Calcularon los militares que los rebeldes no los atacarían en el cañón; solían pelear pertrechados por la vegetación y las rocas. La columna de caballería se adentró en el desfiladero, apenas poco más ancho que la vía del ferrocarril.

Entonces ocurrió la emboscada.

Un grupo de rancheros sublevados, comandados por José de la Luz Blanco trepó por la ladera del cañón. Habían subido desde temprano, y con paciencia aguardaron el paso de los federales. Eran las dos de la tarde cuando empezaron los disparos sobre los militares. Jamás olvidó Alessio Robles que en ese preciso instante el coronel Guzmán miraba su reloj.

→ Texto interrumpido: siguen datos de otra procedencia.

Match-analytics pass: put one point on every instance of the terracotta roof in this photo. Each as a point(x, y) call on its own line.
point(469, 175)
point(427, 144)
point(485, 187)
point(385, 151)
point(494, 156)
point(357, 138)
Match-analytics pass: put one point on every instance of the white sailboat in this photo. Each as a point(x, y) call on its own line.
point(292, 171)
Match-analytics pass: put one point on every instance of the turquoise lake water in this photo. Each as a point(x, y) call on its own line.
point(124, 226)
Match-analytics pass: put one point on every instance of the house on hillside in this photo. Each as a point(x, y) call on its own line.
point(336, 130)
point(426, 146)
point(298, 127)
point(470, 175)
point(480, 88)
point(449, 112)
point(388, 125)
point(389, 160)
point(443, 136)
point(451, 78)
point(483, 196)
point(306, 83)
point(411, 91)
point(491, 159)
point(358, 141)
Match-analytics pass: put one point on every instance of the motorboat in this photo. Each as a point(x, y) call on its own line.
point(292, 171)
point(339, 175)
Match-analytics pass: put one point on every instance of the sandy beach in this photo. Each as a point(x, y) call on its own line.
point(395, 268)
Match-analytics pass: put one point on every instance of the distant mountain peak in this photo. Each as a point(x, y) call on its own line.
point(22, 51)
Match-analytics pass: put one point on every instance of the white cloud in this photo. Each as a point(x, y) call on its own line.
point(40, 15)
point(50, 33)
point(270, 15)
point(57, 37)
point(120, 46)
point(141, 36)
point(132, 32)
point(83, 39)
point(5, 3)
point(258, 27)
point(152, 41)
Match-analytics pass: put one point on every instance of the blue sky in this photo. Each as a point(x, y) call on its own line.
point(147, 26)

Estalló el caos: los caballos enloquecieron, cayeron algunos jinetes. Guzmán, furioso, le gritaba a sus adversarios; les exigía que combatieran de frente. Luego discurrió otra maniobra: él, y 150 hombres, subirían para enfrentarse a los atacantes.

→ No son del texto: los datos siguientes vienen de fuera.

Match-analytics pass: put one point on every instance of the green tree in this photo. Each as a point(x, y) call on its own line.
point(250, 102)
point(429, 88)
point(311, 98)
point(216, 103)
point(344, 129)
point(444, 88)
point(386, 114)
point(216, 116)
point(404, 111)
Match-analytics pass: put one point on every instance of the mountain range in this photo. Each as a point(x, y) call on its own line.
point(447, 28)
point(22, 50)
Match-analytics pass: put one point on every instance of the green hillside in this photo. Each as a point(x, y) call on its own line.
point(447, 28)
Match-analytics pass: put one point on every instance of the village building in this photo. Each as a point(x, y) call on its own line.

Iniciaron el ascenso, pero a los pocos metros, cayó herido. Una bala explosiva le había dado en una pierna.  Continuó dirigiendo el ataque tirado en el piso. Sus hombres lo regresaron al tren en una camilla. Alessio Robles tomó el mando; no había avanzado 30 metros cuando también cayó herido. También lo sacaron del fuego cruzado.

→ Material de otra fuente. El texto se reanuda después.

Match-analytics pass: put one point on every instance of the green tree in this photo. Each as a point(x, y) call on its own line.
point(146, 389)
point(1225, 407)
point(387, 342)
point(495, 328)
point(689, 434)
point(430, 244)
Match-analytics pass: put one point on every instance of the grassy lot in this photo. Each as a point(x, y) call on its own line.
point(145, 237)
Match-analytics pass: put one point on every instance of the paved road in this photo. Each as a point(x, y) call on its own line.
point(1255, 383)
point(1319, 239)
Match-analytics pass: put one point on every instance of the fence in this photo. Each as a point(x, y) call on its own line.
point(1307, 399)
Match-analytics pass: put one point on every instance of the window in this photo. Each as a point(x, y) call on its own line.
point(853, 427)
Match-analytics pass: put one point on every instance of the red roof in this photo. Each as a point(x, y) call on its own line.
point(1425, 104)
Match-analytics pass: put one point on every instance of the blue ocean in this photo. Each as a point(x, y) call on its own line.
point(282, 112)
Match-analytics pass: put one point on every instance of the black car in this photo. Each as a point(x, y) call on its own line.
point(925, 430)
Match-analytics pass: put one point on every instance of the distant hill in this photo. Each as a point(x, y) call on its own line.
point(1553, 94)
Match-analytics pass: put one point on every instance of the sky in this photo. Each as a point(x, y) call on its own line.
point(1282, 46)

Alcanzó a ver la tremenda herida del coronel Guzmán; la hemorragia no cedía, y empezaba a caer la tarde.  El combate se detuvo no porque alguien fuera vencedor, sino porque se le acabaron las balas a los rebeldes. Resguardados, apenas habían tenido bajas. Se retiraron en la oscuridad.

El desastre era completo. Había refuerzos en Pedernales, a cuatro kilómetros de Malpaso, pero supusieron que, a la primera descarga de los alzados, la tropa se había replegado. Nunca se movieron en apoyo de las fuerzas federales.

El convoy dio marcha atrás. Eran las 8 de la noche cuando llegaron a San Antonio. De ahí, trasladaron a los heridos a Chihuahua. El coronel Guzmán dormía, débil por la pérdida de sangre. Lo atendieron. La bala había lastimado la tibia y el peroné, dijeron los médicos. No había problema, se restablecería.

Pero el coronel Martín Luis Guzmán Rendón murió cerca de la navidad de ese 1910. Lo acompañó en su agonía su hijo de 21 años, que dejó su empleo de escribiente en el consulado mexicano de Phoenix para ir a cuidar de su padre. Nada pudo la medicina contra las dos horas en que el coronel se había desangrado. Se le declaró muerto en combate, y las autoridades pagaron su entierro, para que la última paga fuese entera para su viuda y sus hijos menores.

El gobierno envió mucha más tropa. En los primeros días de enero, aseguraron que habían arrasado con los orozquistas. Pero la revolución apenas empezaba. En total, aquel ejército había perdido 105 hombres en la campaña, y se reportaban 23 rebeldes fusilados. Al coronel lo enterraron en Chihuahua. Muchos años después, su hijo mayor, que se convertiría en un clásico de las letras mexicanas, trasladó sus restos al Panteón Español de la capital mexicana. En su mausoleo puso una leyenda, donde recordaba que el poder político no siempre reconoce a quienes dan la vida por su patria.